Lucía was essentially unsupervised the morning she hanged herself in the shower—just 19 days after being first detained by CBSA. She had torn the sheets from her bed into strips, and made her way to the bathroom. Forty-two minutes passed before anyone opened the door, and it would have been longer had it not been for three other women waiting to shower. They sensed that something was wrong and called the lone guard. A few agonizing minutes passed before the guard even agreed to go into to the bathroom to check on Lucía. The paramedics arrived within eight minutes, but by that point, Lucía had been without oxygen long enough that her condition was fatal. She died days later at Mount Saint Joseph Hospital.

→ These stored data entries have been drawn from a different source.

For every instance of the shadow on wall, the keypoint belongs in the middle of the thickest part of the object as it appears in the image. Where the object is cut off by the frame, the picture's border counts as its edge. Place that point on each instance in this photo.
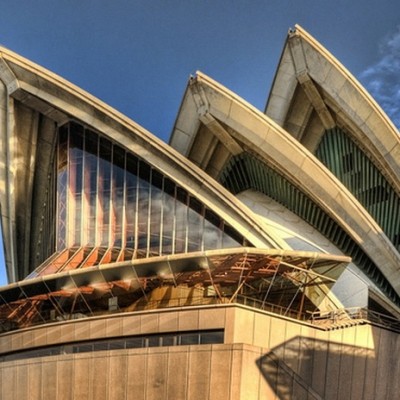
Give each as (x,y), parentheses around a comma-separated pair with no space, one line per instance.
(305,368)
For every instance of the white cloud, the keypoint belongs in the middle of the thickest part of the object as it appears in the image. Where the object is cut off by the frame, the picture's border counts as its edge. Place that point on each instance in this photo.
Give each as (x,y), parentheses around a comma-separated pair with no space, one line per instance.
(383,78)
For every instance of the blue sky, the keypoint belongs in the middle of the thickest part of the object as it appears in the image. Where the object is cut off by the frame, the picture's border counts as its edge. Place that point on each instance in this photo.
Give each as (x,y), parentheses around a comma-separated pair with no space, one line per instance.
(137,55)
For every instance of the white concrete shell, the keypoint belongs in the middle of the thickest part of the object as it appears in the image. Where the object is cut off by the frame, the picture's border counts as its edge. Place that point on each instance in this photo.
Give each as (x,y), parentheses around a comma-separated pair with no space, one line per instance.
(312,91)
(214,124)
(33,103)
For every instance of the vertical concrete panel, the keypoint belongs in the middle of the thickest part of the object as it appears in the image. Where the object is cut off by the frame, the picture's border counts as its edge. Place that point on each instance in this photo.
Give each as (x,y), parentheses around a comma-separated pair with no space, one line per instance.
(39,337)
(220,373)
(22,387)
(277,332)
(136,375)
(16,341)
(64,378)
(131,325)
(244,326)
(5,343)
(188,320)
(334,351)
(100,368)
(67,333)
(384,372)
(27,338)
(81,330)
(346,363)
(213,318)
(229,334)
(168,322)
(157,372)
(320,360)
(49,378)
(261,330)
(361,354)
(54,334)
(250,381)
(199,373)
(35,379)
(98,328)
(236,371)
(117,373)
(294,349)
(149,323)
(114,327)
(306,356)
(9,381)
(177,373)
(371,365)
(81,375)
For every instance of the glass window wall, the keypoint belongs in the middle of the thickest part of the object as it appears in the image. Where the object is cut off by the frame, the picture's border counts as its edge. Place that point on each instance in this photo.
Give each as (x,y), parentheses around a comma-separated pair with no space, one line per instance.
(110,198)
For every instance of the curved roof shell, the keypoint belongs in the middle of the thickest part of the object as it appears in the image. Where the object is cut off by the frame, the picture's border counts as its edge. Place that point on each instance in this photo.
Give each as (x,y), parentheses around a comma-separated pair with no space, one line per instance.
(33,103)
(214,125)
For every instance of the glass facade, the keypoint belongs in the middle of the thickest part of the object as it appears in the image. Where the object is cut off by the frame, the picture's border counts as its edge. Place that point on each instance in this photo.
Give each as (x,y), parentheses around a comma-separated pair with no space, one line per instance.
(112,199)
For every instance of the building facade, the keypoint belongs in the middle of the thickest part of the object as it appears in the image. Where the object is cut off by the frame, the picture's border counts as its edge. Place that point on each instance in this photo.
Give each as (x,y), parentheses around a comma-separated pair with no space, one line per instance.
(254,257)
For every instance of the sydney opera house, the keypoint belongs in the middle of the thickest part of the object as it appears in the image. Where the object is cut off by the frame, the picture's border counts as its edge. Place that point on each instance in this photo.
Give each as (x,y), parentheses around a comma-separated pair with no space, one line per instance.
(255,256)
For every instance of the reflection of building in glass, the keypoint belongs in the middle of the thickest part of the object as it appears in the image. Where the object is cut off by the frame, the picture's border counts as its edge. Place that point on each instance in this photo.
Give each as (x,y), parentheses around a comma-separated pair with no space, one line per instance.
(256,257)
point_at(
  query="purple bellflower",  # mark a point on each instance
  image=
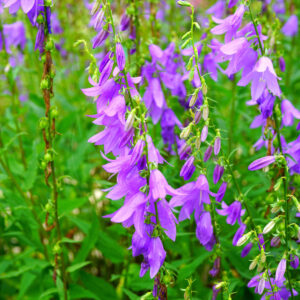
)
(233, 212)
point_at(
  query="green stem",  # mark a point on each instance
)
(47, 94)
(285, 195)
(256, 30)
(232, 116)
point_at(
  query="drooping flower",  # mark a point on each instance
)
(216, 267)
(294, 261)
(261, 163)
(207, 153)
(233, 212)
(290, 28)
(217, 146)
(279, 276)
(289, 112)
(246, 250)
(218, 172)
(120, 56)
(239, 233)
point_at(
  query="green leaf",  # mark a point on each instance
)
(78, 266)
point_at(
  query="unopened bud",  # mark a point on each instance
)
(44, 84)
(269, 227)
(198, 143)
(184, 3)
(204, 89)
(185, 132)
(48, 157)
(260, 267)
(243, 239)
(194, 98)
(263, 256)
(130, 121)
(197, 116)
(205, 112)
(95, 7)
(296, 203)
(253, 265)
(219, 285)
(275, 209)
(191, 75)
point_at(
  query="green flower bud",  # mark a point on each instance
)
(40, 19)
(48, 157)
(49, 45)
(44, 84)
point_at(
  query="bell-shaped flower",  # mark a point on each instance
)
(290, 28)
(261, 163)
(233, 212)
(204, 231)
(289, 112)
(262, 76)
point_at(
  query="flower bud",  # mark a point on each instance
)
(269, 227)
(192, 73)
(185, 132)
(184, 3)
(130, 120)
(197, 116)
(198, 143)
(56, 249)
(49, 45)
(40, 19)
(260, 267)
(44, 84)
(95, 7)
(43, 123)
(217, 145)
(204, 89)
(275, 241)
(262, 256)
(205, 112)
(261, 285)
(48, 157)
(253, 264)
(204, 133)
(219, 285)
(194, 98)
(243, 239)
(47, 3)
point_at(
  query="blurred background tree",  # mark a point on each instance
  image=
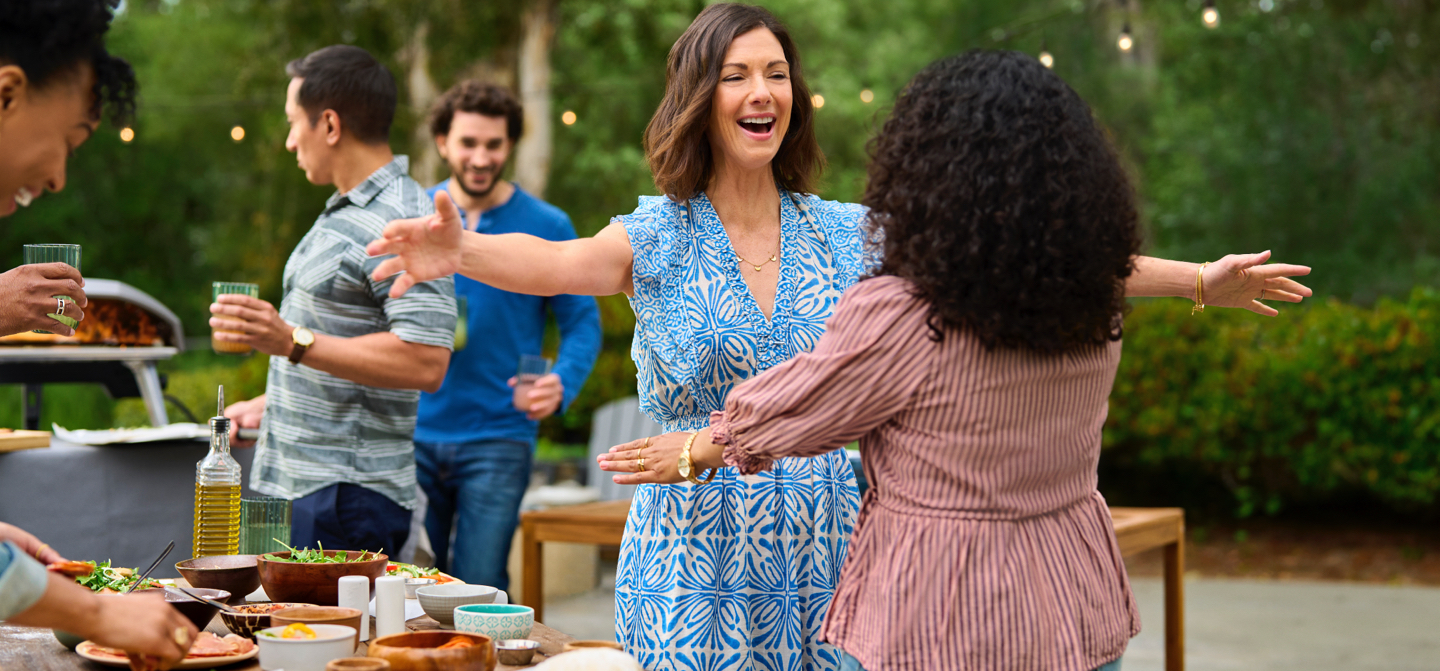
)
(1308, 127)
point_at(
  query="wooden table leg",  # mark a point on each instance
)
(1175, 604)
(533, 569)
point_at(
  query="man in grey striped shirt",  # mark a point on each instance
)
(347, 362)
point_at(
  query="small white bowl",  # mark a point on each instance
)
(439, 601)
(497, 621)
(306, 654)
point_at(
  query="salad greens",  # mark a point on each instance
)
(308, 556)
(114, 578)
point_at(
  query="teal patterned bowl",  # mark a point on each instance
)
(497, 621)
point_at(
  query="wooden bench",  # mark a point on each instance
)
(604, 524)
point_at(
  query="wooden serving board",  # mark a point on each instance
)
(23, 439)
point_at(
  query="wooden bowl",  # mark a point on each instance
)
(252, 618)
(320, 615)
(418, 651)
(236, 573)
(316, 583)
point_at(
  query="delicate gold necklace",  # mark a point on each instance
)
(753, 264)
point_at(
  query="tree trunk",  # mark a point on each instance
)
(416, 56)
(533, 154)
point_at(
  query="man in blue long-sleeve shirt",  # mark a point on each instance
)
(473, 447)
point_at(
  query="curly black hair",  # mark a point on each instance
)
(1000, 197)
(51, 39)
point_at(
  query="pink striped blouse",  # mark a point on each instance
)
(982, 542)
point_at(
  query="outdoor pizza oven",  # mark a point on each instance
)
(126, 333)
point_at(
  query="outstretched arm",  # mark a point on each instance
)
(1234, 281)
(438, 245)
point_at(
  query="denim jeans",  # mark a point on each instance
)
(474, 488)
(848, 663)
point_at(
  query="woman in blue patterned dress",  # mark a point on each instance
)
(735, 271)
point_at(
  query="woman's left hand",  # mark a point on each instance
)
(1240, 281)
(648, 460)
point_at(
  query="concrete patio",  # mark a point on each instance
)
(1231, 624)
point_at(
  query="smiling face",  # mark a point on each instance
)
(750, 110)
(475, 150)
(311, 143)
(39, 130)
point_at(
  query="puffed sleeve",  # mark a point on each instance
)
(874, 354)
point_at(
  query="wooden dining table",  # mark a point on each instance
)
(26, 648)
(1138, 530)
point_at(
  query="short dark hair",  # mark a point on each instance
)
(477, 97)
(1004, 203)
(51, 39)
(352, 82)
(676, 137)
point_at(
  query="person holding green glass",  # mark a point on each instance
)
(55, 79)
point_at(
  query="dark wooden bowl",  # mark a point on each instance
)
(316, 583)
(418, 651)
(198, 612)
(235, 573)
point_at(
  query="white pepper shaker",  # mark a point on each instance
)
(354, 592)
(389, 605)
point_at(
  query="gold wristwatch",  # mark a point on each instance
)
(687, 468)
(303, 337)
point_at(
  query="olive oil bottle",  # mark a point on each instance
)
(218, 493)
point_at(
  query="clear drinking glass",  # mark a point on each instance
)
(264, 524)
(218, 290)
(49, 254)
(532, 369)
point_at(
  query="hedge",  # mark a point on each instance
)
(1321, 402)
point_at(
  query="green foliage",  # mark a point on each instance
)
(1324, 401)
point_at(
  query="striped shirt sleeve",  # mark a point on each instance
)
(863, 372)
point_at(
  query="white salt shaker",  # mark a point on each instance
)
(354, 592)
(389, 605)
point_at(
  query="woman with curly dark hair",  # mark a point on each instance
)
(974, 369)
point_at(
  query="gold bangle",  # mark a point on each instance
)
(687, 467)
(1200, 290)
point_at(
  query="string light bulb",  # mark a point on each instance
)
(1210, 15)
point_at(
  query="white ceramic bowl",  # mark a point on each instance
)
(306, 654)
(439, 601)
(496, 621)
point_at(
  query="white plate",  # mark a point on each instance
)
(84, 650)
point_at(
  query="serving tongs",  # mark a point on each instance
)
(143, 576)
(203, 599)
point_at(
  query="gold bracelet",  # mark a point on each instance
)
(687, 467)
(1200, 290)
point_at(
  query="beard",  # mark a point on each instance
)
(458, 172)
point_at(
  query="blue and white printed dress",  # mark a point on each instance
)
(736, 573)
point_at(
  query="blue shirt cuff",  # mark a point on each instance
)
(22, 581)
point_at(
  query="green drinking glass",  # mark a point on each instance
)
(219, 288)
(51, 254)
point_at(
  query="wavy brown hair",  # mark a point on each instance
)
(676, 143)
(1002, 200)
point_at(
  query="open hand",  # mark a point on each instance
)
(1240, 281)
(425, 248)
(28, 297)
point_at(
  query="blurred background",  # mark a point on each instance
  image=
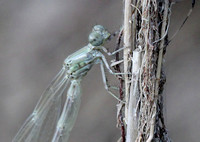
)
(36, 36)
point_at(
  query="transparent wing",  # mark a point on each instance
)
(40, 125)
(69, 113)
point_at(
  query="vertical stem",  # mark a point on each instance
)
(127, 50)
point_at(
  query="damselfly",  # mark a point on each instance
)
(52, 120)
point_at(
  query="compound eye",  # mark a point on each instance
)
(98, 28)
(95, 39)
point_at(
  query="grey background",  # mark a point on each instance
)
(36, 36)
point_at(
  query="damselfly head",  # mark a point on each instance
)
(101, 30)
(98, 35)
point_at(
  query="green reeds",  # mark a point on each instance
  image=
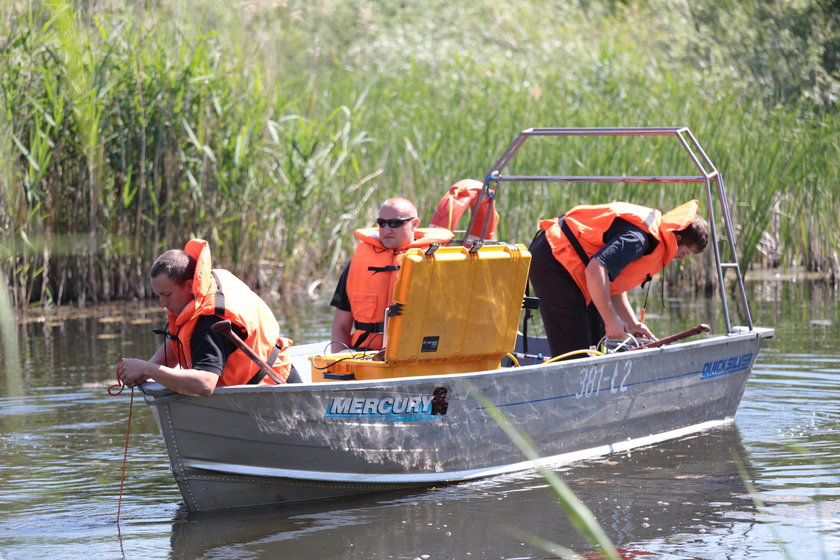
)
(275, 129)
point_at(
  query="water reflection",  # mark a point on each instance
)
(61, 436)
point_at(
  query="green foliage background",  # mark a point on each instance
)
(273, 128)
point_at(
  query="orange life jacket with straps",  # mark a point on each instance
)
(460, 196)
(218, 292)
(588, 224)
(373, 272)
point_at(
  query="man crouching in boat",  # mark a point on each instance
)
(193, 359)
(367, 283)
(583, 263)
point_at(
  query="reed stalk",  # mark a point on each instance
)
(275, 129)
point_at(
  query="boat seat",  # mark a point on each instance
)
(455, 310)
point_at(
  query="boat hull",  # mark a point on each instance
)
(249, 446)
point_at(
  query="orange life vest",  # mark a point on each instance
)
(460, 196)
(373, 272)
(218, 292)
(589, 224)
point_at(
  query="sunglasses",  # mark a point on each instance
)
(393, 224)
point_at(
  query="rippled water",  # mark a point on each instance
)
(62, 442)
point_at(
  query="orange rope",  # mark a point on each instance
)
(115, 390)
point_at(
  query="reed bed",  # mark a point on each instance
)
(274, 128)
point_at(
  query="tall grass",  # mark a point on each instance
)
(275, 128)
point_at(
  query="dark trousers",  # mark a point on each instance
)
(569, 323)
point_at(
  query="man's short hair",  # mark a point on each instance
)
(696, 233)
(176, 264)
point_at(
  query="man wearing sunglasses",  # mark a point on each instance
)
(366, 286)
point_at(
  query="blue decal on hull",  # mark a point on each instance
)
(416, 408)
(725, 367)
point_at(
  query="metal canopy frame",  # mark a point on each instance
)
(708, 174)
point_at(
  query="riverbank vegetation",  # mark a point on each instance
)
(273, 128)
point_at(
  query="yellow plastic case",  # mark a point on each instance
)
(458, 312)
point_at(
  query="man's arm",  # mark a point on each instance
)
(598, 284)
(621, 304)
(164, 356)
(193, 382)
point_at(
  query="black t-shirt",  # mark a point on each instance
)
(340, 299)
(623, 244)
(210, 350)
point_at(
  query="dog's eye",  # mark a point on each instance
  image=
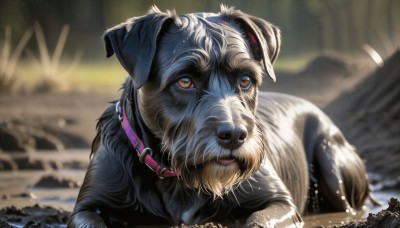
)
(185, 82)
(245, 82)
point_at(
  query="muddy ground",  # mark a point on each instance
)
(38, 131)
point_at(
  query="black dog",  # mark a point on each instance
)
(191, 140)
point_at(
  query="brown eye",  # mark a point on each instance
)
(245, 82)
(185, 82)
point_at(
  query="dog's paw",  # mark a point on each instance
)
(259, 219)
(275, 215)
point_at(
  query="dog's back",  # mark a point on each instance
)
(328, 165)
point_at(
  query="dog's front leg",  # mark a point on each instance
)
(86, 219)
(275, 215)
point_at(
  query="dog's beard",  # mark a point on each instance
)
(197, 164)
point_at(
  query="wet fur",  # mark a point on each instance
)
(291, 146)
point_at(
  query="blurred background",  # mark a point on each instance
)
(309, 28)
(55, 81)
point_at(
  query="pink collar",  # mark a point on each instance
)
(144, 153)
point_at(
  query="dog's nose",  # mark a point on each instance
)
(230, 136)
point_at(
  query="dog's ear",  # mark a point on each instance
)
(134, 43)
(264, 38)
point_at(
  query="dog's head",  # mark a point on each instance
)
(196, 77)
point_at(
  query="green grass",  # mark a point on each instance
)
(293, 64)
(101, 77)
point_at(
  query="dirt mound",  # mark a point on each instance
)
(35, 216)
(370, 117)
(385, 218)
(51, 181)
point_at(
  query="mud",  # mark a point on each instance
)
(46, 133)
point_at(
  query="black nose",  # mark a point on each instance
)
(230, 136)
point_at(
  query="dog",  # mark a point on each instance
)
(192, 140)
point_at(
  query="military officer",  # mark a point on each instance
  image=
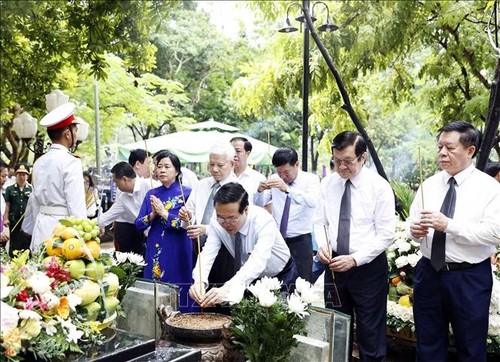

CBSA buried the news of Lucía’s death for over a month. Lucía’s death only became apparent because of rumours that started to spread in the Mexican community through the other women who were waiting to use the shower after Lucía.

In October 2014, the provincial coroner’s inquest provided a long list of jury recommendations, including that Canada appoint an ombudsperson to mediate any concerns or complaints, and create a civilian organization to investigate critical incidents in CBSA custody. The recommendations also called for a dedicated holding centre for immigration detainees located some distance away from the airport, which should be staffed by CBSA employees, and be above ground to allow for natural light, ventilation and outside access. The jury also recommended that immigration detainees have access to legal counsel, medical services, services offered by non-governmental organizations, and spiritual and family visits; that detainees should be allowed to wear civilian clothing, and telephones should be readily available for free local calls and the use of international calling cards; that bathrooms and sleeping rooms should be self-harm proof.

More than one and a half years after Lucía’s death, the key recommendations have not been implemented. In fact, according to counsel involved with the inquest, “CBSA has not responded in any meaningful way.” Instead, their response “has been focused on measures to physically prevent suicide,” and the recommendations to improve conditions have been ignored.

CBSA’s most notable response to the recommendations was to introduce new requirements for common (rather than private) washrooms for detainees, which are to be first implemented in the Toronto IHC. The Canadian Council for Refugees (CCR), which participated in the coroner’s inquest, is concerned that this measure actually makes conditions worse for detainees because it infringes on their privacy. According to Loly Rico, President of the CCR, “suicide prevention measures should be guided by respect for human dignity and concern for the individual’s mental health, not measures focused solely on physical prevention of suicide.”

Counsel the IHRP spoke to concluded that, “every step along the way from the moment Lucía was arrested, to when she hanged herself, revealed deep systemic flaws in how the situation was handled."